If you're setting up your own kitchen shelves, you can just move things around until you find the most pleasing arrangement! Here are a few of my guidelines:
Mix old and new — antique silver platters, handmade dinner plates, and new china bowls.
Choose a small color palette and stick to it, such as white china and silver.
Choose different shapes — round, flat, plus different heights — to sit next to each other. A shelf of all round bowls or all flat plates can be a little boring.
A beautiful plate or platter leaning against the back wall of the shelves can give height to your arrangement.
Mix it up with books that you love or even a small lamp on a shelf to provide light in a dark corner.
Every day when I arrive at the barn, I think, “I can’t believe I get to work here.” I hope your beautiful displays will help you feel the same way about your kitchen!




Ask Ina:
“How do you create great flavor? What makes things taste great?”
One of the words I’ll use to describe a dish is “chic.” I see chic food like a couture dress. If the quality of the fabric is wonderful, you don’t need to do much to make it gorgeous. Good quality ingredients with very simple lines. Food is the same way!
Sometimes flavor is about simplicity — the French Apple Tart in Back to Basics is just pastry, Granny Smith Apples, sugar, butter, a little apricot jelly. It’s thin and crisp and delicious, and it’s the essence of apples.
Sometimes it’s about pairing things, like adding a little crème de cassis to a Plum Crunch. You don’t know it’s there, but it makes the plums taste great.
But you can’t always get good quality ingredients, so it can also be about how you cook something. How do you coax the flavor out of supermarket plum tomatoes when they have absolutely no taste? You roast them at a high temperature with a little olive oil and good balsamic vinegar. The sugars caramelize, and the tomatoes become incredibly delicious. It’s about how to get the most flavor out of simple ingredients.

This Week’s Favorites:
Jeffrey and I watched the new HBO documentary Billy Joel: And So It Goes. I love how he says he doesn’t think of himself as “Billy Joel!”
I started playing around with a recipe for “Sticky Chicken” that I originally got from Nora Ephron. Her recipe notes are as witty and charming as she was.
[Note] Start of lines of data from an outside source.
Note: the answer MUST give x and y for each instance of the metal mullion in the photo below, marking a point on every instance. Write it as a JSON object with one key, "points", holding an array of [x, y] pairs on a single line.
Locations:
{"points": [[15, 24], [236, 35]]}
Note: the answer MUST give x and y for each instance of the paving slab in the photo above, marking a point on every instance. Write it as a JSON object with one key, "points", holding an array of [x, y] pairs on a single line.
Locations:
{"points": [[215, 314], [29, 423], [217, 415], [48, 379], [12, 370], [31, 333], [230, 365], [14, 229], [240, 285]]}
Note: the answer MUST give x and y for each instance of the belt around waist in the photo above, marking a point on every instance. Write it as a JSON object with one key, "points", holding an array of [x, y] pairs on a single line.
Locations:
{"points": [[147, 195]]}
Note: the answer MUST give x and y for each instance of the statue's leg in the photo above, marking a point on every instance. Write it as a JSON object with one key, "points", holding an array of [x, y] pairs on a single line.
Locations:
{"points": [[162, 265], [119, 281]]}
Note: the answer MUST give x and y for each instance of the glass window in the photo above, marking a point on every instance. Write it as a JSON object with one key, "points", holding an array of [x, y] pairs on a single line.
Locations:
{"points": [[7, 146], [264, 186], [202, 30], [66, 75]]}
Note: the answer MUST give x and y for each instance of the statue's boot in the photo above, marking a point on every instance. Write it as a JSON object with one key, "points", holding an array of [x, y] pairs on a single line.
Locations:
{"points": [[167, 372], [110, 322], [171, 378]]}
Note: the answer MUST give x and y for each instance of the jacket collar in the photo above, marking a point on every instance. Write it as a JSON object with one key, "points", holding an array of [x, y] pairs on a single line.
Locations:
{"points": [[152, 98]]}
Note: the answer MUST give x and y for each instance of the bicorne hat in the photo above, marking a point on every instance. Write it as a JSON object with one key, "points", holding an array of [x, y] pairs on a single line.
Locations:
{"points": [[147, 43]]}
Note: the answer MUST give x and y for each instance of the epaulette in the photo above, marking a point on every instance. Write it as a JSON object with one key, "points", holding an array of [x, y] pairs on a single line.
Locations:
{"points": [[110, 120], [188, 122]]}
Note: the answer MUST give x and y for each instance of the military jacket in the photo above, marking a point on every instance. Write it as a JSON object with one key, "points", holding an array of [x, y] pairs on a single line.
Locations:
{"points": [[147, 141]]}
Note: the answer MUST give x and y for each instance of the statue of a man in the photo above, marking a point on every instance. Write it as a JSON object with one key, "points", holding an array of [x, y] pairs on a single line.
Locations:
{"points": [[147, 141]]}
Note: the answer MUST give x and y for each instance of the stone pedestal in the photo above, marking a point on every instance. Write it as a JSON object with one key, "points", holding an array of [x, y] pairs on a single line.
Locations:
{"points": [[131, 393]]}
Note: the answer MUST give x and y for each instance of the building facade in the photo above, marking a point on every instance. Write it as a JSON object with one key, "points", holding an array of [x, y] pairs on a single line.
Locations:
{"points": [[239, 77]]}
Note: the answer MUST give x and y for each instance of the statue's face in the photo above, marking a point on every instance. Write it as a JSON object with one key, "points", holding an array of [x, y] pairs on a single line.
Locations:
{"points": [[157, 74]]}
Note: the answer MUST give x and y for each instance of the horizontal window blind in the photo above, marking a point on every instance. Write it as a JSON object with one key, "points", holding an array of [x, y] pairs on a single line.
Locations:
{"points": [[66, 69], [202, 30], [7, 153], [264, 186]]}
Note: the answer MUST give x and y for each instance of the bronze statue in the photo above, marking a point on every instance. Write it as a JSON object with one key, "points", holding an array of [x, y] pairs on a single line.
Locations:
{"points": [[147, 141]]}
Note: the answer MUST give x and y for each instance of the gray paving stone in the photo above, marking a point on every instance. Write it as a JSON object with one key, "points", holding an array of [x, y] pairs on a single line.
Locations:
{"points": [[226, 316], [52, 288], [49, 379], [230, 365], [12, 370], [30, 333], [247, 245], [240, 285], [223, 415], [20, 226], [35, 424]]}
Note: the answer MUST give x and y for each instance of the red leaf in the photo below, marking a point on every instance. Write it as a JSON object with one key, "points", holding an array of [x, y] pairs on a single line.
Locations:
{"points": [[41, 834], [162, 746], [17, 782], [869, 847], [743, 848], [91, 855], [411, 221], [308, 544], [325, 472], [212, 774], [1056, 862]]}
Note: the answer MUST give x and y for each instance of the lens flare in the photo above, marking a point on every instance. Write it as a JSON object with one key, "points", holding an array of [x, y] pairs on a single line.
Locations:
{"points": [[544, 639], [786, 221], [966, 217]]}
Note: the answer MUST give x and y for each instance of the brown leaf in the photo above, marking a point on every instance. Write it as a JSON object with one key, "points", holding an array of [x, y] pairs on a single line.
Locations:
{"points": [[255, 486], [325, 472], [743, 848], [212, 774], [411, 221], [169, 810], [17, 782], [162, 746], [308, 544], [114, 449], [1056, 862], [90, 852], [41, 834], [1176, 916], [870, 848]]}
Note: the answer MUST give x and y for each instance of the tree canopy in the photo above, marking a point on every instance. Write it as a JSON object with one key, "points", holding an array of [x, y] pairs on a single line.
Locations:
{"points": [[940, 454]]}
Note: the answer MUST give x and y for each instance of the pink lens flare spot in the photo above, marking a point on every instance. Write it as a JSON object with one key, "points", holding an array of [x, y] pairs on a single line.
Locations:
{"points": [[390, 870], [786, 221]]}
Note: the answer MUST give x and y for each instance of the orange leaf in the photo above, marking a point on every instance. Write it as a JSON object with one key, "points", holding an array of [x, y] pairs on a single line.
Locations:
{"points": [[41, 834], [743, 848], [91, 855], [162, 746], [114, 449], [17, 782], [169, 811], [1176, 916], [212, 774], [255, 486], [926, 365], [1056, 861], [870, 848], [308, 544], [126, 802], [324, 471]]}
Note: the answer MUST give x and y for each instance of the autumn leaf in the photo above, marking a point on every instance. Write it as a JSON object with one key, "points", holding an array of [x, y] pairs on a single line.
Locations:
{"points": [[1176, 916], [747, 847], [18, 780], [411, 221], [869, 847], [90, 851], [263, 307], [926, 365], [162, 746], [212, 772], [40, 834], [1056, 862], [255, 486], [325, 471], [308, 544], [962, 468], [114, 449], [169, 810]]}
Would love the recipe for Sticky Chicken....We all (IMO) consume a lot of chicken and a new recipe is always appreciated. Thanks Ina!
I have been following you for years ... ever since you were featured in a magazine that I received. I love your simplicity and can-do attitude. You're always so cheerful and your advice always works. You have me rethinking my kitchen! Thank you!!!